[PATCH v1 00/10] net/mlx5: per-queue Tx rate limiting via packet pacing
Stephen Hemminger
stephen at networkplumber.org
Tue Mar 10 15:20:04 CET 2026
On Tue, 10 Mar 2026 10:20:04 +0100
Vincent Jardin <vjardin at free.fr> wrote:
> This series adds per-queue Tx rate limiting to the mlx5 PMD using
> the HW packet pacing (PP) rate table.
>
> The ConnectX-6 Dx and later NICs expose a per-SQ
> packet_pacing_rate_limit_index that can be changed on a live SQ
> via modify_bitmask without queue teardown.
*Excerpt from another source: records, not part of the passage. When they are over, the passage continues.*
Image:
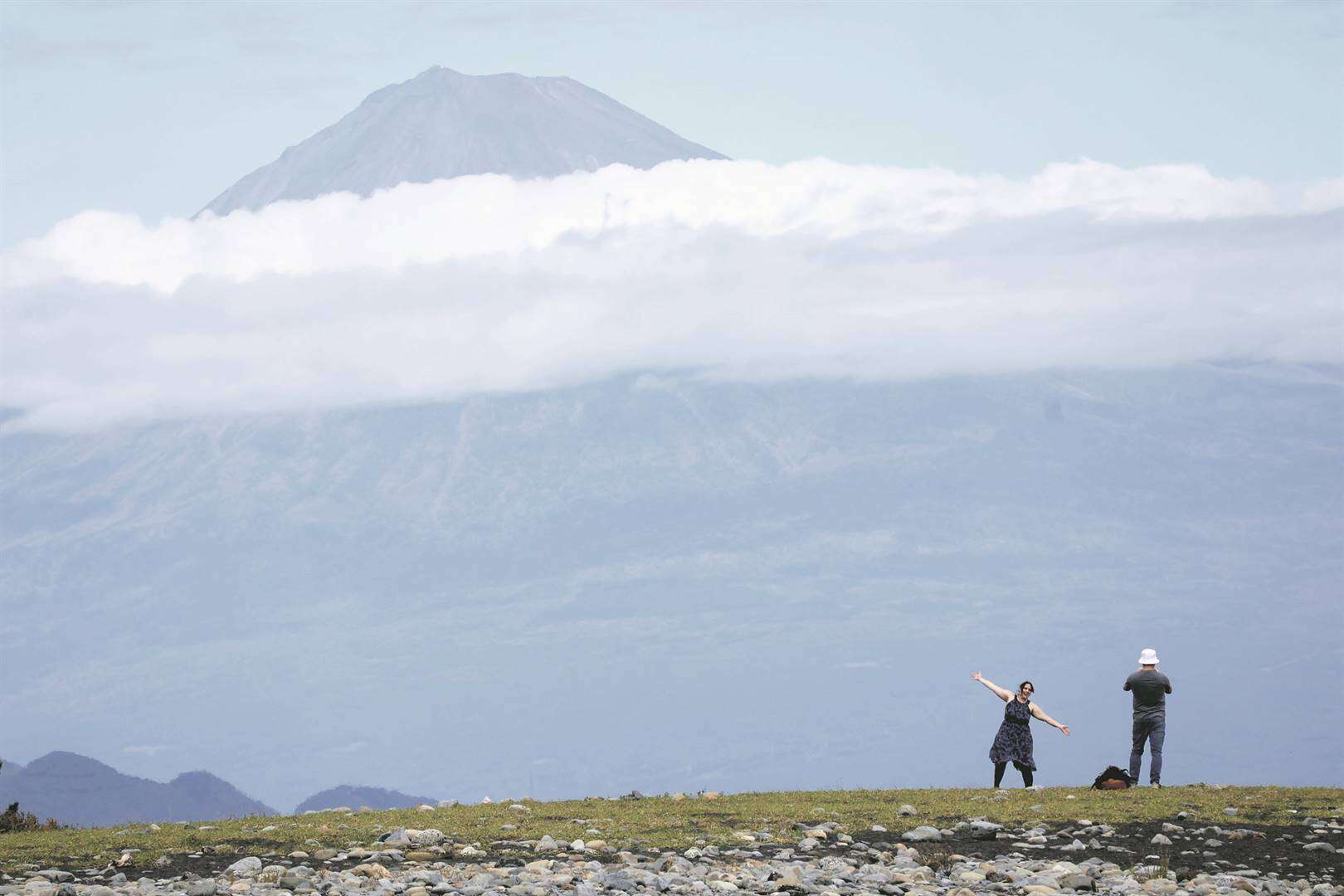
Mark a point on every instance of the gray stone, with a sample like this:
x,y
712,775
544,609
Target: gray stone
x,y
984,829
245,867
923,833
The kernel mlx5 driver
> refcounts PP contexts internally, so queues configured at the same
> rate share a single HW rate table entry.
>
> The series is structured as follows:
>
> 1. Doc fix for stale packet pacing documentation
> 2-3. common/mlx5: query PP capabilities and extend SQ modify
> 4-6. net/mlx5: per-queue PP infrastructure, rate_limit callback,
> burst pacing devargs (tx_burst_bound, tx_typical_pkt_sz)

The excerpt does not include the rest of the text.